Enfin, seuls 2 % des crédits sont dédiés à la « gestion des crises et des aléas de production ». L'action 12 n'est en effet dotée que de 45,3 millions d'euros d'AE. Ils sont notamment consacrés à l'assurance récolte (33,3 millions d'euros en AE=CP), à la dotation du fonds d'allègement des charges (FAC), pour 8 millions d'euros en AE=CP, et au mécanisme « Agridiff » pour les agriculteurs en difficulté (4 millions d'euros en AE).

b) Les dépenses fiscales

Pour l'année 2011, le montant total des dépenses fiscales rattachées au programme 154 est d' au moins deux milliards d'euros , y compris les dépenses sur impôts locaux prises en charge par l'Etat, soit un montant identique aux crédits proposés par le présent projet de loi de finances pour 2011.

Les principales dépenses fiscales du programme 154 concernent (les montants indiqués représentent le coût annuel de la mesure) :

- la lutte contre le réchauffement climatique, l'amélioration de la sécurité énergétique et le développement économique des filières agricoles, à travers le taux réduit de taxe intérieure de consommation applicable au fuel domestique utilisé comme carburant , d'un coût estimé à 1,1 milliard d'euros, et l' exonération partielle de taxe intérieure de consommation sur les produits énergétiques, qu'il s'agisse du gaz naturel ( TICGN ) ou des produits pétroliers ( TIPP ), pour un montant de 200 millions d'euros. Un dispositif complexe encourage en outre le développement des biocarburants ;

- l' installation des jeunes agriculteurs , dans la mesure où le renouvellement des générations d'agriculteurs demeure une priorité du Gouvernement. Ces mesures, mises en oeuvre pendant les cinq premières années d'activités, période où la fragilité des structures est la plus grande consistent en une diminution du bénéfice imposable (abattement de 50 % sur les bénéfices pendant les soixante premiers mois d'activité, pour 60 millions d'euros), une réduction de la taxe foncière sur les propriétés non bâties et un abaissement des droits d'enregistrement en cas d'acquisition d'immeubles ruraux ;

- le soutien à l'investissement et à l'épargne en agriculture, avec la déduction pour investissement (DPI) , qui s'élève à 160 millions d'euros, et la déduction pour aléa (DPA) , de 60 millions d'euros, qui vise pour sa part à inciter les agriculteurs à constituer une épargne de précaution.
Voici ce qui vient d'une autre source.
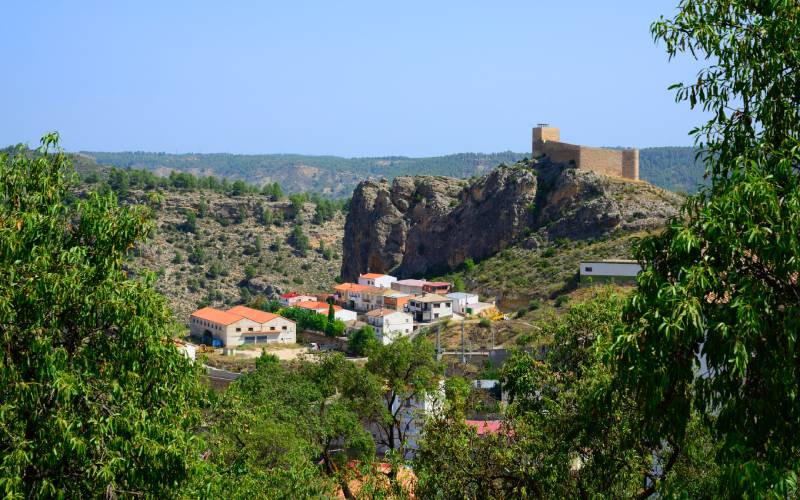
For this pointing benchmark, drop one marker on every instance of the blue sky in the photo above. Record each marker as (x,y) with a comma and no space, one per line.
(345,78)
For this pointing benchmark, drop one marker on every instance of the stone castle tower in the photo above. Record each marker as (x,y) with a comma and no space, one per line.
(617,163)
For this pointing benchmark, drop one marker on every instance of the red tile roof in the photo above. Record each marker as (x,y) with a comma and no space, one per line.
(310,304)
(355,287)
(253,314)
(486,426)
(217,316)
(377,313)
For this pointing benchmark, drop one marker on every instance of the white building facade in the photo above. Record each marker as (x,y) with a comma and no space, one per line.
(430,307)
(609,271)
(379,280)
(242,325)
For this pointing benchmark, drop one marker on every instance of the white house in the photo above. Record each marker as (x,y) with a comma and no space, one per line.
(462,301)
(241,325)
(430,307)
(291,298)
(379,280)
(414,287)
(390,325)
(322,308)
(187,349)
(622,271)
(366,297)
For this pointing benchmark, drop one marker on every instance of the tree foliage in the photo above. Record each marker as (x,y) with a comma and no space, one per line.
(95,397)
(409,371)
(568,431)
(360,340)
(713,325)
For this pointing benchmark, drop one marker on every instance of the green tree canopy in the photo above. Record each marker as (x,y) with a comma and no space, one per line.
(94,397)
(713,325)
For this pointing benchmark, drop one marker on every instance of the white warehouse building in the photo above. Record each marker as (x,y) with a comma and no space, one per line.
(604,271)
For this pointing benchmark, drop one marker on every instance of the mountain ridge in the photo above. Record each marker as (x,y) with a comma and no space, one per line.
(669,167)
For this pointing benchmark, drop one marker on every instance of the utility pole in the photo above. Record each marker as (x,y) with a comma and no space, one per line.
(438,342)
(463,353)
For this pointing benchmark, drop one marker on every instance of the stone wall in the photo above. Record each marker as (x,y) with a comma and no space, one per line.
(618,163)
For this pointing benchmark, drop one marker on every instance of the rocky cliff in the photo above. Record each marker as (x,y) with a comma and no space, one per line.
(417,226)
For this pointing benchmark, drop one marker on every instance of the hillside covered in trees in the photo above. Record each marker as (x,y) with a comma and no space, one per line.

Contrairement à la DPI, dispositif très apprécié des agriculteurs puisque 50 000 environ l'utilisent, la DPA demeure encore sous utilisée. Afin de la rendre plus attractive, ce dispositif a fait l'objet de plusieurs modifications depuis sa création, notamment dans le cadre de la loi de finances pour 2010 avec la réintroduction de l'aléa économique ;

- les allègements de charges fiscales liés aux caractéristiques de l'activité agricole. Ainsi les terres agricoles sont totalement exonérées des parts régionale et départementale de la taxe foncière sur les propriétés non bâties et bénéficient d'une exonération de 20 % de la part communale de cette taxe depuis 2006 (étant précisé que cette exonération bénéficie intégralement au fermier quand les terres sont louées par bail). Un crédit d'impôt en faveur de l'agriculture biologique a été créé en 2006 (coût de 33 millions d'euros) et le présent projet loi de finances pour 2011 propose de le reconduire. Enfin, les dépenses engagées par les agriculteurs dont la présence quotidienne est nécessaire sur l'exploitation, afin d'assurer leur remplacement par un tiers durant une période de congé donne lieu à un crédit d'impôt spécifique ; reconduit pour une année par la loi de finances pour 2010, l'avenir de ce dispositif reste incertain Une mission d'évaluation de la mesure a été confiée au Conseil général de l'alimentation, de l'agriculture et des espaces ruraux et devra éclairer le Gouvernement sur la possible demande de prorogation de ce crédit d'impôt, dans le respect des règles nationales et européennes. Un amendement pourrait donc être déposé dans ce sens lors de l'examen du présent PLF ;

- les dépenses fiscales qui procèdent de l'aménagement du territoire. Pour soutenir l'emploi en milieu rural, les groupements d'employeurs peuvent ainsi constituer des provisions défiscalisées afin de couvrir leur responsabilité solidaire pour le paiement de dettes salariales . De même, dans la mesure où les activités équestres (préparation et d'entraînement des équidés domestiques en vue de leur exploitation, à l'exclusion des activités du spectacle) contribuent à l'aménagement des territoires ruraux, le caractère agricole de ces activités a été reconnu sur un plan fiscal. Les exploitants tirant des revenus de ces activités sont donc imposés dans la catégorie des bénéfices agricoles et bénéficient à ce titre d'une exonération de taxe foncière. Enfin, un taux réduit de TVA est applicable à certains produits phytosanitaires et engrais (60 millions d'euros).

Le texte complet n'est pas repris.